Nik Posa, the vice president of the Croatian Cultural Society considers the event a time to teach people about Croatian food and customs. "Traditionally, professional musicians from Croatia would travel the world to teach song and dance using up to 40 different instruments. A tutor will be on hand at the festival to demonstrate some of these traditions while the famous cakes, biscuits and desserts are being sold." Nik loves the opportunity for his community to showcase the unusual presentation of their celebratory food. Easter, weddings, Christmas - no special occasion goes by without sweets being involved, using liqueurs specific to the coast such as cherry, plum and almond. Plus cakes made with olive oil instead of butter.
So, forget about breakfast - and make the most of what's on offer. You will leave enriched and enlightened on many different levels, knowing we are very lucky to have so much to celebrate in our diverse city.
* Auckland International Cultural Festival is on Sunday 29 March, 10-5pm at The Wesley - Mt Roskill War Memorial Park. Free.
* People interested in helping refugees by becoming a volunteer or by donating furniture go to www.refugeeservices.org.nz or ph (09) 621 0014.
Making time for the Eritrean coffee ceremony
The coffee ceremony is an integral part of Eritrean and Ethiopian communities. No grabbing a coffee on the go here - if you are fortunate enough to be invited to take part, make sure you have time, if not politely refuse and ask for tea.
At least an hour is needed to be involved in this meaningful ritual - time that allows people to take a load off - to sit and chat, share news, nourish friendships and give thanks.
The heady smell of frankincense and myrrh wafting through the air kicks things off.

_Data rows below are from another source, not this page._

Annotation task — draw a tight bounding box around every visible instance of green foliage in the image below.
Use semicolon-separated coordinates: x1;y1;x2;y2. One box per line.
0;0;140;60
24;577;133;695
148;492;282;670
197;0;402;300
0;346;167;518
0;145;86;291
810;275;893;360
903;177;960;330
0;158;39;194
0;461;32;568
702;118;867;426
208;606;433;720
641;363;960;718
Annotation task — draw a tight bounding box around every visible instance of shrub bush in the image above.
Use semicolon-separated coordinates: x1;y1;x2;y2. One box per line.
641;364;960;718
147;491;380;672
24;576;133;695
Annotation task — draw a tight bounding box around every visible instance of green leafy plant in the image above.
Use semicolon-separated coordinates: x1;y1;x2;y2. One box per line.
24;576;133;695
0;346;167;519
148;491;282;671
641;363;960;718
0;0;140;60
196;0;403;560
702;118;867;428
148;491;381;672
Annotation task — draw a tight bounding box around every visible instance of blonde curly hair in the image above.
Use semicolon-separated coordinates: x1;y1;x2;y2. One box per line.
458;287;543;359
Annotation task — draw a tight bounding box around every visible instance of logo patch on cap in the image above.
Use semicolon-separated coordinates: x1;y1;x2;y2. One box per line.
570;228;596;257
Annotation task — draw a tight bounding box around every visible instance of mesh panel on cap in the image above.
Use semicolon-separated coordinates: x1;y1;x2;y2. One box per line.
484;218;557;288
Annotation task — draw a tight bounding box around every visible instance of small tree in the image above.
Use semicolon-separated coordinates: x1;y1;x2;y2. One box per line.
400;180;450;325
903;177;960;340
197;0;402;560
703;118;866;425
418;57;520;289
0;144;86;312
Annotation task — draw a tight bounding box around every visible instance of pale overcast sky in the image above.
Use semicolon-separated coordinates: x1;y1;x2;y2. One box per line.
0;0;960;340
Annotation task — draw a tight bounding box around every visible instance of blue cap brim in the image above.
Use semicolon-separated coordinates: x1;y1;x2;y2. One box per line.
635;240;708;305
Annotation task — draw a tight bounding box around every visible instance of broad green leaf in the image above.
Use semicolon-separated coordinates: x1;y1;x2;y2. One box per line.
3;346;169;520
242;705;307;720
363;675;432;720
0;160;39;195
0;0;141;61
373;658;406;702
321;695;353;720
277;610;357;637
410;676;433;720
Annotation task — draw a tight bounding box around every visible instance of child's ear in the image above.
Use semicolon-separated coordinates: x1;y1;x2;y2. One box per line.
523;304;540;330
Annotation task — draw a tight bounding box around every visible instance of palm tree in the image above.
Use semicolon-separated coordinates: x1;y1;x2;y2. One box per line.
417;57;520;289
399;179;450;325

All preparation is done in front of the guests, satisfying the curious or the just plain nosy, such as me. A low table is laid and the raw green coffee beans are washed then put into a small pot called a "menkesh". While the beans are roasting they are constantly fanned to disperse the scent, mixed with the spice mix, around the room. When the oil begins to show on the beans, they are done, then they are tipped out on to a woven mat to cool.
Traditionally ground in a mortar and pestle [or in a coffee grinder these days], the beans are mixed with water and put into a small earthenware pot called a "jebena". It is placed on a charcoal stove to brew.
When deemed ready, small cups are prepared, a tiny horsehair coil is popped into the spout of the jebena to trap coffee grounds that haven't settled, and pouring begins.
Sugar is added, then everyone gets to taste the smoothest coffee imaginable. The coffee is served with a slightly sweet bread called "dabo kolo", broken into chunks and also freshly roasted popcorn to nibble on. This process is repeated three times - why a whole hour is needed - and a more relaxed one I haven't spent in some time.